Halloween: the Unintentionally Scary Holiday

Halloween parties have already begun and costumes like the sexy nurse has got me thinking about the origins of the holiday, and how far from its original purpose we have come.

 

A basic Wikipedia search tells it pretty well: Halloween was originally a Celtic holiday to celebrate the harvest season, possibly including pagan rituals to recognize the dead, and later was repurposed for Western Christians as a time to remember dead saints … etc.

 

I suppose any holiday is essentially a Rorschach test for any given culture, and if the most significant part of the holiday boils down to selling candy, watching movies and wearing fake beards and fangs, then so be it. But like any good horror/thriller novel or film, a good fright during Halloween can remind us of our existence; that we are alive and not dead, although someday we will be.

 

Having gone to several Halloween parties, I can tell you Oct. 31 is quite often a scary holiday. No, I haven’t been to the world’s best “haunted” house – no visions of dead relatives slaughtering house pets, and no elaborate pranks.

 

I remember at a party a few years back meeting a fellow named John who dressed as a character from a cartoon I didn’t recognize. After a brief conversation, I learned he was an undertaker.
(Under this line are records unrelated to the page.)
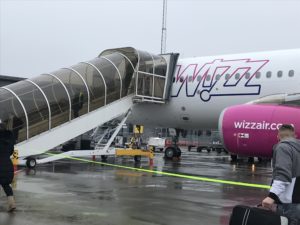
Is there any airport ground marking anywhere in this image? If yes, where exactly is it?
[46,153,271,189]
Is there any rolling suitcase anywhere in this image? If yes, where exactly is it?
[229,205,288,225]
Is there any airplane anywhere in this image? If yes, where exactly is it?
[0,47,300,167]
[132,49,300,160]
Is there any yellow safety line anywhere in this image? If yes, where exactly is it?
[46,153,271,189]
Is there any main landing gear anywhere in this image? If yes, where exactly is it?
[165,129,181,159]
[165,146,181,159]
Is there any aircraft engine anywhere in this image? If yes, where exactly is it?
[219,104,300,158]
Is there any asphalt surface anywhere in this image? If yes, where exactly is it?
[0,151,272,225]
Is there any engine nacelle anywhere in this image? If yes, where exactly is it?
[219,105,300,158]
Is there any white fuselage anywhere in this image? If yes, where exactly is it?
[130,49,300,129]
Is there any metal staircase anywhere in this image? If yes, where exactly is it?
[0,47,178,162]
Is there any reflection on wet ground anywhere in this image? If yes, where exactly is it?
[0,151,271,225]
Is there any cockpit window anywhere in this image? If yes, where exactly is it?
[255,72,261,79]
[289,70,295,77]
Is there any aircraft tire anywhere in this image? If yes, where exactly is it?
[230,155,237,162]
[176,148,181,157]
[165,147,177,159]
[134,155,142,162]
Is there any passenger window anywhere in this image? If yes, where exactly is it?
[206,130,211,137]
[225,73,230,80]
[255,72,261,79]
[245,73,250,80]
[289,70,295,77]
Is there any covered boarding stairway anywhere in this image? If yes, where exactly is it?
[0,47,178,157]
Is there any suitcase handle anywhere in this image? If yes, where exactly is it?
[256,203,277,212]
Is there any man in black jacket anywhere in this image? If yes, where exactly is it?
[0,119,16,211]
[262,124,300,225]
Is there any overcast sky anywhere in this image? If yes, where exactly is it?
[0,0,300,77]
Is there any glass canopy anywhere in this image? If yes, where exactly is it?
[0,47,167,142]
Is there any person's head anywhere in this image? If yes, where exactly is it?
[277,124,296,141]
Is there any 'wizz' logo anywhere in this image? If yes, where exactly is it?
[171,59,269,102]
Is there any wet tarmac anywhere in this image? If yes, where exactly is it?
[0,151,271,225]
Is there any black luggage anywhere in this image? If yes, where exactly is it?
[229,205,288,225]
When I asked why he didn’t just dress as a ghoulish undertaker, he responded, “That’s me every day.”

 

After a few adult beverages, John told me story after story about bodies in various states of decay (because I asked); the worst were those who had no friends or family. No one knew they were dead, not until the smell alerted neighbors who called the authorities.

 

He told me about the bone-crusher machine – what happens to bones after the rest of the body is cremated. Fun fact: you can’t breathe bone dust. You will die if you do because particles from the dust, once inside one’s lungs, hooks onto tissue. From there, simply breathing drags the particles across the tissue, tearing it apart.

 

I asked, “Why would you want to do this?”

 

“It’s just sort’ve who I am now,” he said. “My mom worked in the business and I’m not really good at anything else. And it pays fairly well.”

 

“What about getting dates?” I asked. “The big thing is getting over your first body – after that, it’s a lot easier.”

 

I told him that I just couldn’t do what he did.

 

“I didn’t think I could either,” he said. “But it’s kind of like death; it’s my fate.”

 

The best thing about the conversation was an idea for a future book—breathing bone dust kills!